Com mais glicina disponível, inicia-se uma bem-vinda reação em cadeia. Entenda: a tal glicina está muito relacionada a um neurotransmissor chamado glutamato, que participa da regulação da neuroplasticidade. Isso porque provoca a síntese de neurotrofinas.
"Costumo brincar que as neurotrofinas são como adubo: onde você as coloca, crescem neurônios e suas conexões. Sem contar que essas substâncias prolongam a vida neuronal", explica o professor Tavares. Com isso tudo, a expectativa é de uma correção nos prejuízos cognitivos, talvez até recuperando parte do volume cerebral perdido.
"Na fase 2 do estudo chamado CONNEX, que envolveu cerca de 500 pacientes, descobrimos qual dosagem da iclepertina seria a mais efetiva", conta o pesquisador. Agora, na fase 3 já em andamento, os cientistas comparam o que acontece com 1.758 pacientes acima de 18 anos em todo o mundo. Uma parte foi sorteada para cair no grupo que está usando o medicamento verdadeiro e outra ficou no grupo do placebo, isto é, de um remédio falso. Ninguém, claro, deixou de tomar a medicação que já usava antes para controlar o seu quadro.

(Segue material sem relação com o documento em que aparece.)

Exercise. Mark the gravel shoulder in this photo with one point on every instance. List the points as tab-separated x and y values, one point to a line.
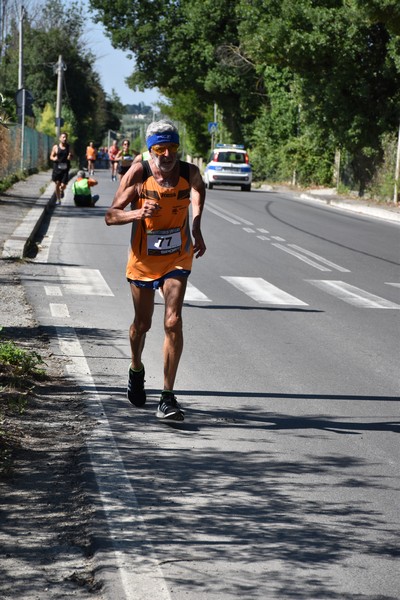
45	515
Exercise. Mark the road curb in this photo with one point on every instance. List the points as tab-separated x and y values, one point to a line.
372	211
18	244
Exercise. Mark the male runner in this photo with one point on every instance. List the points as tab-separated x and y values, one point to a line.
160	191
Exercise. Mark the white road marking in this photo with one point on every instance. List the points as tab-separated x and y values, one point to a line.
320	258
216	212
224	214
193	294
353	295
263	292
85	282
301	257
135	565
52	290
59	311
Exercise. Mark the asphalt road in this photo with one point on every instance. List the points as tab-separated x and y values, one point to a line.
283	482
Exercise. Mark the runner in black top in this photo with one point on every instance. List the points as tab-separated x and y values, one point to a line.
61	157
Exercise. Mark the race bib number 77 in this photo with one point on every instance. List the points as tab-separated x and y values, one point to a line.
165	241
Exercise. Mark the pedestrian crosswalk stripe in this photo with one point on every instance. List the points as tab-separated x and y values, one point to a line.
86	282
193	294
52	290
263	292
353	295
59	311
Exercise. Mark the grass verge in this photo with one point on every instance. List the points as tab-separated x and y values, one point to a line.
20	369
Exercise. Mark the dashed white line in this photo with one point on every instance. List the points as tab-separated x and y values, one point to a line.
320	258
301	257
353	295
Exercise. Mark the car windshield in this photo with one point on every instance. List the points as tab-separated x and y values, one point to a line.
234	157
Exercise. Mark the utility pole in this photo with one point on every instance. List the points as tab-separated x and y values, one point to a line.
61	67
397	171
21	81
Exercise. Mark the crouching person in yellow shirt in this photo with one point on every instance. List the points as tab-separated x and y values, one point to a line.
81	189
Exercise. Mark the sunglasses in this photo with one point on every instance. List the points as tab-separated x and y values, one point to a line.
160	150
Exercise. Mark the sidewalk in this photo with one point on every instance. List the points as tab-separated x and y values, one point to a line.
22	210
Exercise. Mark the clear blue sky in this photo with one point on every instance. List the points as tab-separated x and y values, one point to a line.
113	66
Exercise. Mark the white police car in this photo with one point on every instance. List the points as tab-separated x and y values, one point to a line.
228	165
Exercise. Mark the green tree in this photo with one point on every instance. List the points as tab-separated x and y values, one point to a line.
60	30
348	80
184	49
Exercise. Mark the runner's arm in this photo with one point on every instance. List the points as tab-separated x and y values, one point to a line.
198	196
128	192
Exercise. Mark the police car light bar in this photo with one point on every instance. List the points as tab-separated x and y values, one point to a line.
239	146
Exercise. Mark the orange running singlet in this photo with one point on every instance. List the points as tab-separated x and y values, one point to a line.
162	243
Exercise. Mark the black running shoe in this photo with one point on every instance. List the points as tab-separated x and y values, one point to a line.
169	408
136	392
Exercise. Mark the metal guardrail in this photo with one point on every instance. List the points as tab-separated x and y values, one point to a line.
37	148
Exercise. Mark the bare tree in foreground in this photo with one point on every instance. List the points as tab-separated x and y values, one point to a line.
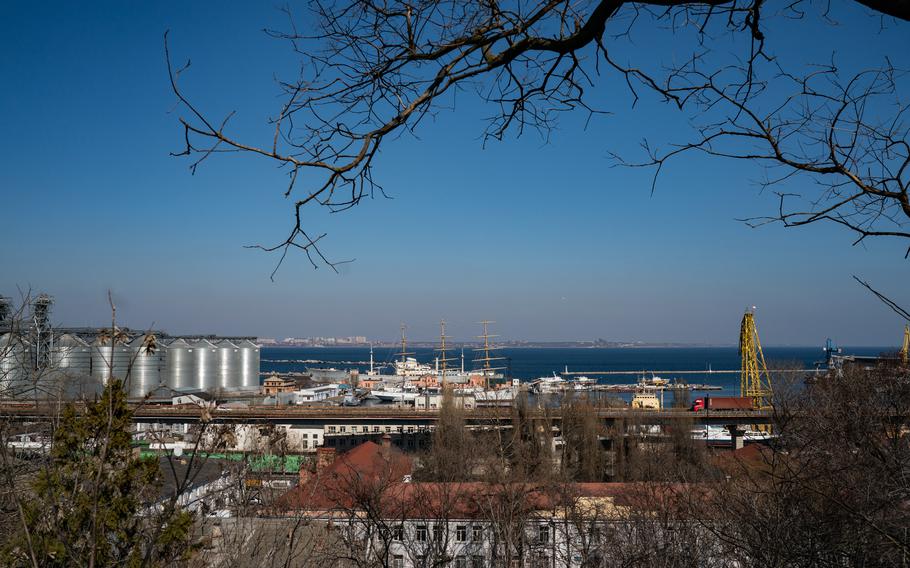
370	72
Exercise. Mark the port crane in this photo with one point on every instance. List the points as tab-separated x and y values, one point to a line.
905	347
755	383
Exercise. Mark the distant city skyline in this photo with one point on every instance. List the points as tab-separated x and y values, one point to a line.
545	237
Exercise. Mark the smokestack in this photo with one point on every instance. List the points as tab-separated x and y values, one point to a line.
41	329
324	458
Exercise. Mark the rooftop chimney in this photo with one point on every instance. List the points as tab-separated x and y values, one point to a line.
324	458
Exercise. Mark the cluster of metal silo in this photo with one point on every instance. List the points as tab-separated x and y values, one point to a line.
209	366
36	360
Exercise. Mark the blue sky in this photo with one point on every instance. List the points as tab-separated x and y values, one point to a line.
545	238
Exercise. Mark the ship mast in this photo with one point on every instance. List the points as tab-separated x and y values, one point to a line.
486	368
443	357
404	346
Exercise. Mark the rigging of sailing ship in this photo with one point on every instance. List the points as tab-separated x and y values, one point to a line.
485	364
442	360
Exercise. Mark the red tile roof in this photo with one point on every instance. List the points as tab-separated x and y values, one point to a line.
372	477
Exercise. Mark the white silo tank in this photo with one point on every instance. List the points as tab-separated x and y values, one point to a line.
205	361
228	364
249	364
179	365
15	366
110	360
148	362
70	368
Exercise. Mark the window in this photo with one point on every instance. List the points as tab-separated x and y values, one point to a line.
543	534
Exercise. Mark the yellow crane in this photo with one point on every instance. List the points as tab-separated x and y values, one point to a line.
754	380
905	348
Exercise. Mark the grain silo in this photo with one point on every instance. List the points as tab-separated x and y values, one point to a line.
15	365
249	364
179	365
148	363
228	364
111	360
205	361
70	367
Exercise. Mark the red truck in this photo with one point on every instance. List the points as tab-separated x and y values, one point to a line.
722	403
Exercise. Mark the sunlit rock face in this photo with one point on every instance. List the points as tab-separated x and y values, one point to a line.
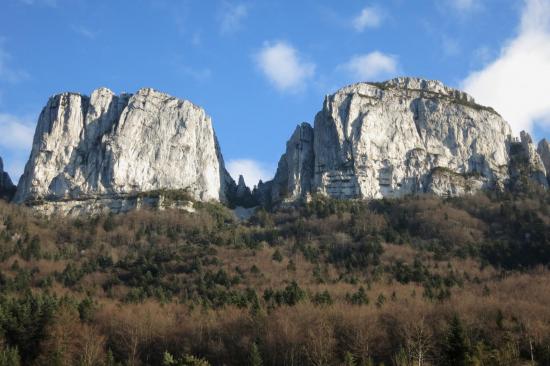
544	152
7	189
110	147
400	137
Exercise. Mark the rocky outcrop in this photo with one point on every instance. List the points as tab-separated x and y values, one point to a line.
537	170
543	150
294	171
107	151
7	189
400	137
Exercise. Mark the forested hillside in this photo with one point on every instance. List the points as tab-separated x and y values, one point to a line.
415	281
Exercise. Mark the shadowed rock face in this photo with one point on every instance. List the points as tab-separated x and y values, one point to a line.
108	147
7	189
400	137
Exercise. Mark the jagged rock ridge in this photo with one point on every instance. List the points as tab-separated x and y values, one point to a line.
400	137
105	151
7	189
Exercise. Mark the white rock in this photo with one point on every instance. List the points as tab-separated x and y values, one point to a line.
400	137
544	153
109	146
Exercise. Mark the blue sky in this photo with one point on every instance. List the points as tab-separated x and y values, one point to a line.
261	67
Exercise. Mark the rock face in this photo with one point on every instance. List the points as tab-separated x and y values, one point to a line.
294	171
543	150
400	137
102	151
7	189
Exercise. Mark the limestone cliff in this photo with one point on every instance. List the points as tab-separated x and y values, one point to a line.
102	151
7	189
403	136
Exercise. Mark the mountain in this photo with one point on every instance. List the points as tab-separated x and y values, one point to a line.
399	137
370	140
109	152
7	189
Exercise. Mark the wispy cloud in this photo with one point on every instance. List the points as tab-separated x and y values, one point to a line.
516	82
15	143
451	46
370	17
232	16
283	66
371	66
252	170
199	74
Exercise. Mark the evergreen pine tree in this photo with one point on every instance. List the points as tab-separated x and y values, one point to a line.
456	347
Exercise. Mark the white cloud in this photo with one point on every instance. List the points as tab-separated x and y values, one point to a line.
199	74
282	65
516	83
370	17
232	16
451	46
251	170
17	134
15	143
371	66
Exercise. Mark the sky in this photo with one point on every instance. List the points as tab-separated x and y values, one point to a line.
259	68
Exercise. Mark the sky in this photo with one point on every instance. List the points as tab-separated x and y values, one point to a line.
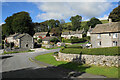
46	10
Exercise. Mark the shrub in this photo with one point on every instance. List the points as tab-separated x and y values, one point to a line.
109	51
39	40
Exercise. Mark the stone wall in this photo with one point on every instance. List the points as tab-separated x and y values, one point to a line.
100	60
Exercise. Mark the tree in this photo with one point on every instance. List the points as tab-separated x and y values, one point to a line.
54	40
20	22
93	22
53	23
39	40
115	14
76	22
56	31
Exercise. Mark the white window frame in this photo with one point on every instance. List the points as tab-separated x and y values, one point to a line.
114	35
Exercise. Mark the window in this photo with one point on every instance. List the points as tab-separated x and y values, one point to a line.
109	34
99	36
99	43
114	35
114	43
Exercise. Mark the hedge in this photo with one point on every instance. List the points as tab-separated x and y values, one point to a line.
109	51
74	46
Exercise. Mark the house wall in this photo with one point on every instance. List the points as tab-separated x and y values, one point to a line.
88	33
27	42
78	35
118	39
69	36
106	40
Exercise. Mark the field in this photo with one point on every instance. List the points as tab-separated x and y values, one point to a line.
110	72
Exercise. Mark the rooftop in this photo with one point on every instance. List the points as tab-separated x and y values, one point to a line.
107	27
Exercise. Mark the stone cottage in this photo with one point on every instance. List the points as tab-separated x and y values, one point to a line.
41	35
106	35
89	31
69	34
21	40
0	37
47	40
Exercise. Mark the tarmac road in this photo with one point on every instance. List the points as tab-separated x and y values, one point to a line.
20	65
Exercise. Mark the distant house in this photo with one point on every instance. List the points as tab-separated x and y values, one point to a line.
41	35
106	35
89	31
69	34
0	37
21	40
47	40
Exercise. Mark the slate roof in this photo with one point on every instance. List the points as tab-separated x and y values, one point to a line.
107	27
73	32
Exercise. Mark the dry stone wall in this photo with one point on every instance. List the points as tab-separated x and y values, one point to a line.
100	60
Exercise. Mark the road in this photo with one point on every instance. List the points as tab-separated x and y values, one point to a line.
19	65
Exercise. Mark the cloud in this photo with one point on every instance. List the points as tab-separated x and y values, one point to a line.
105	17
1	23
63	10
59	0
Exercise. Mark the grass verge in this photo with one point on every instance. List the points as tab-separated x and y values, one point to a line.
110	72
108	51
52	48
18	52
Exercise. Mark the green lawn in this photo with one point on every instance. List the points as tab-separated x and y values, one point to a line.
52	48
110	72
108	51
79	44
17	52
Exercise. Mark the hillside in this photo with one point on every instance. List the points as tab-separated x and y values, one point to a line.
83	24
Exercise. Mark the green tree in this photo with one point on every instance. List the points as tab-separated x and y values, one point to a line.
115	14
22	23
39	40
54	40
76	22
93	22
53	23
56	31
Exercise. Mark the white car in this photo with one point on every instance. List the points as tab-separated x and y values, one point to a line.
88	44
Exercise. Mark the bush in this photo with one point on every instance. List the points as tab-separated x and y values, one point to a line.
37	45
109	51
39	40
54	40
77	40
78	46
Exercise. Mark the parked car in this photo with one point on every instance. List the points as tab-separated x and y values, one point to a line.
88	44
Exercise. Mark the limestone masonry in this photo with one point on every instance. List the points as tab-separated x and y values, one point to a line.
100	60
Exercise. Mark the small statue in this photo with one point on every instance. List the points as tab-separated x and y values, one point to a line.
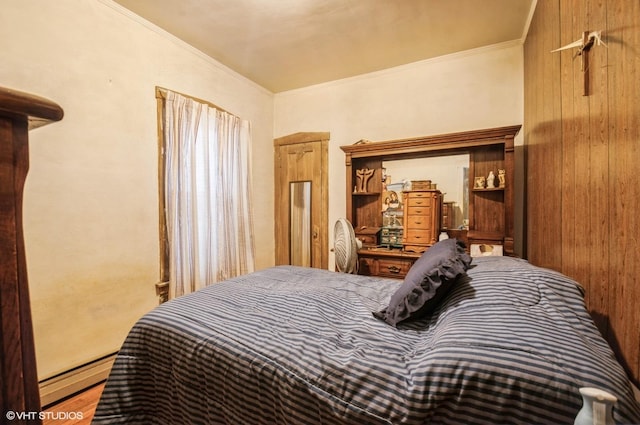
491	180
363	176
501	178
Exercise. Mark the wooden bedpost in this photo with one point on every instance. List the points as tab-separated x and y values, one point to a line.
19	392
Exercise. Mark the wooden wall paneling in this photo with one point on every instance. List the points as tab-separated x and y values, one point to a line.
586	151
543	144
623	65
599	188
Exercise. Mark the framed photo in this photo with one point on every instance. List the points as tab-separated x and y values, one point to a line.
485	250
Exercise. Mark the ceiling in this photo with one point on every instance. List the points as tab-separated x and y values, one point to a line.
287	44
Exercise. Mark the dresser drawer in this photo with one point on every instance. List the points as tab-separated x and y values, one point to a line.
388	267
418	236
385	266
418	222
419	202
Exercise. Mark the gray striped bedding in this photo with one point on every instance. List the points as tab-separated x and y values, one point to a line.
512	343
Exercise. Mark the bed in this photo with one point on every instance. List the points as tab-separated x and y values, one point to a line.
508	343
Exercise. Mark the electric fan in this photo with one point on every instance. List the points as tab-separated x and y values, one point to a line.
345	246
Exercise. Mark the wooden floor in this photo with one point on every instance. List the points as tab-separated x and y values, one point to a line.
68	412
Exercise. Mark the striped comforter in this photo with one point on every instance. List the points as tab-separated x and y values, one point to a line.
512	343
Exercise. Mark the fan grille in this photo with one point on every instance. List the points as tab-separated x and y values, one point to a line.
345	246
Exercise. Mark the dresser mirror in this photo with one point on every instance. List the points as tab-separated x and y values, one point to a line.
450	174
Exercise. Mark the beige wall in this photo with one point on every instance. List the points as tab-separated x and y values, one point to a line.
91	215
91	195
466	91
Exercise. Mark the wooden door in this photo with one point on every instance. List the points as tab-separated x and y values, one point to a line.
301	199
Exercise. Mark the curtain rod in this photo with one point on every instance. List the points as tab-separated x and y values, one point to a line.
161	93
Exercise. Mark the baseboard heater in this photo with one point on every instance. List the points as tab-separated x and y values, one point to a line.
75	380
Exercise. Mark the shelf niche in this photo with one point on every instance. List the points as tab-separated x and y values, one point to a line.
491	210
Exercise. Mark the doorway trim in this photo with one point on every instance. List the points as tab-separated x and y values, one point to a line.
281	197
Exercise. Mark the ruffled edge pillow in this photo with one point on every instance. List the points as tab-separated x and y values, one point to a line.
427	282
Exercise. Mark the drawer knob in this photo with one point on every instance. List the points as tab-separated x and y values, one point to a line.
394	269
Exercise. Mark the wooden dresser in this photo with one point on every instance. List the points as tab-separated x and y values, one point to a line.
422	216
19	392
490	214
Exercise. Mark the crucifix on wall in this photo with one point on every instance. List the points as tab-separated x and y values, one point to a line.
588	40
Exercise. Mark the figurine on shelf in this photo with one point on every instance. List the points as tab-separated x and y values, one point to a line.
501	178
363	176
491	180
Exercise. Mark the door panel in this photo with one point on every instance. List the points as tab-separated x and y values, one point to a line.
301	173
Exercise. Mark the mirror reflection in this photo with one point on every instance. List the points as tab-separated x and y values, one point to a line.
448	173
300	222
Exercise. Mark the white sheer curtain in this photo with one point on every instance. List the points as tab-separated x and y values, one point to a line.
207	191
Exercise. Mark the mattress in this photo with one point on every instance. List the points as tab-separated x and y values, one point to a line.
511	343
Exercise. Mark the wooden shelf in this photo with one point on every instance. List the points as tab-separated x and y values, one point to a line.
491	210
493	189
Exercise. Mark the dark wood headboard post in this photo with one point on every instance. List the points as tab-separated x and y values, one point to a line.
19	392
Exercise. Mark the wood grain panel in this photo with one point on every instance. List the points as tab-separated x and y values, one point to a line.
543	135
583	220
623	65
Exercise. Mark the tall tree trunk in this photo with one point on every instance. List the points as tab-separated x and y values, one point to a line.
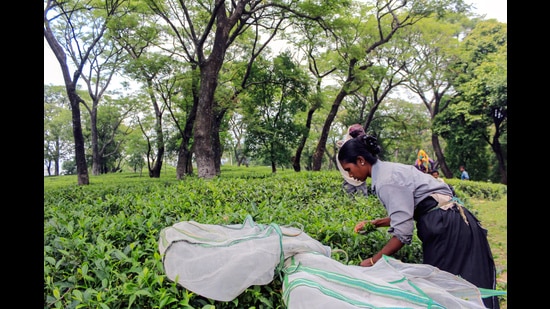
80	153
300	149
441	157
321	145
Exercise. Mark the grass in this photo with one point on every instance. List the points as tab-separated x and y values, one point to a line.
493	216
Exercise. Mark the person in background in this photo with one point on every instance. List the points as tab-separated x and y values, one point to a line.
423	162
435	174
350	185
463	173
452	238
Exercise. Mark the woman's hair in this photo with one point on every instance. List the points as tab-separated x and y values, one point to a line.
365	146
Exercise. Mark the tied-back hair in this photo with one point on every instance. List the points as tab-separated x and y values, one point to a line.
365	146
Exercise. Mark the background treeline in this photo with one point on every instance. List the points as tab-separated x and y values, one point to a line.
101	240
196	84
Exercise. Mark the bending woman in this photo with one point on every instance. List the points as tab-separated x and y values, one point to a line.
452	238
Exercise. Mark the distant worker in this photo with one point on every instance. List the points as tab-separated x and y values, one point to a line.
435	174
423	162
463	174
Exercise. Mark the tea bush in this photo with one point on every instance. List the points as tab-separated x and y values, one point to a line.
101	240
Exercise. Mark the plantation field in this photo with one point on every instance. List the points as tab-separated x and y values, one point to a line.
101	240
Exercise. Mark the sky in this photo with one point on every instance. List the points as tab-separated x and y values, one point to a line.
492	8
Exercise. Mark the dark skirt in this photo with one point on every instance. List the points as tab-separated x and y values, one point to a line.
450	244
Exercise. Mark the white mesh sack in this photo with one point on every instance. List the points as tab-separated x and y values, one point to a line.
315	281
221	261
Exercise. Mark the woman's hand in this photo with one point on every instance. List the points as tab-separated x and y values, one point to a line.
367	262
359	226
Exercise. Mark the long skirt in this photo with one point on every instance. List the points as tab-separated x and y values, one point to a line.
452	245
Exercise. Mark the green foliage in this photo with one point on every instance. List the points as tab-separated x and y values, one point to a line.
101	240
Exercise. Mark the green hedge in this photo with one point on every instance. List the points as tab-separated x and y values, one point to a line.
101	240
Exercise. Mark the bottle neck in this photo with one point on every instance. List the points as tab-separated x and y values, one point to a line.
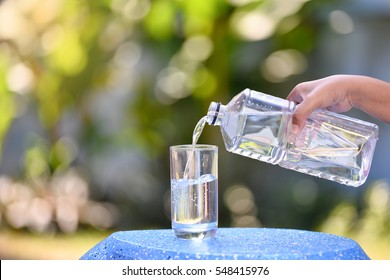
215	113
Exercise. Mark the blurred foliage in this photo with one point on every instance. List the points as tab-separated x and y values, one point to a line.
94	92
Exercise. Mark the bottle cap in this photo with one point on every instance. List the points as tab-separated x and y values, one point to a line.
213	112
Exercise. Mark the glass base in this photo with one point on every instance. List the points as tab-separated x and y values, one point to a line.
194	232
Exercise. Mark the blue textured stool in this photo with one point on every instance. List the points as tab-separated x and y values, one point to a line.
228	244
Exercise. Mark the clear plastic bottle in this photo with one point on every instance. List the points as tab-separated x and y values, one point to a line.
331	146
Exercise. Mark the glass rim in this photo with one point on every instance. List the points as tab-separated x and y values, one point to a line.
198	147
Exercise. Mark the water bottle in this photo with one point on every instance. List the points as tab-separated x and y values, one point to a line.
330	146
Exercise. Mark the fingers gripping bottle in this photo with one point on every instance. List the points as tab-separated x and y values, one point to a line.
330	146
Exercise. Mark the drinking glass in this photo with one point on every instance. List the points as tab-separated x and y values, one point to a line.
194	190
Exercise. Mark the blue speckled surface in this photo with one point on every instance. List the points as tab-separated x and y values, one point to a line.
228	244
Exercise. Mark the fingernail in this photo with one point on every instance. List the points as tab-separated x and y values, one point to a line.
294	129
294	133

Detalhe: o CONNEX é o que, em ciência, é chamado de estudo duplo-cego. Ou seja, nem sequer os pesquisadores sabem quem está em qual grupo, para não induzir qualquer conclusão.
Como o tratamento é avaliado depois de seis meses de iclepertina e o último paciente será incluído apenas em maio do ano que vem, os dados para submeter o novo medicamento à aprovação, se tudo correr como o esperado, só estarão prontos no início de 2025. E a tendência então, será estudar a droga em pacientes adolescentes no futuro, já que a esquizofrenia costuma aparecer mais cedo. Afinal, ninguém quer que seus danos sigam adiante.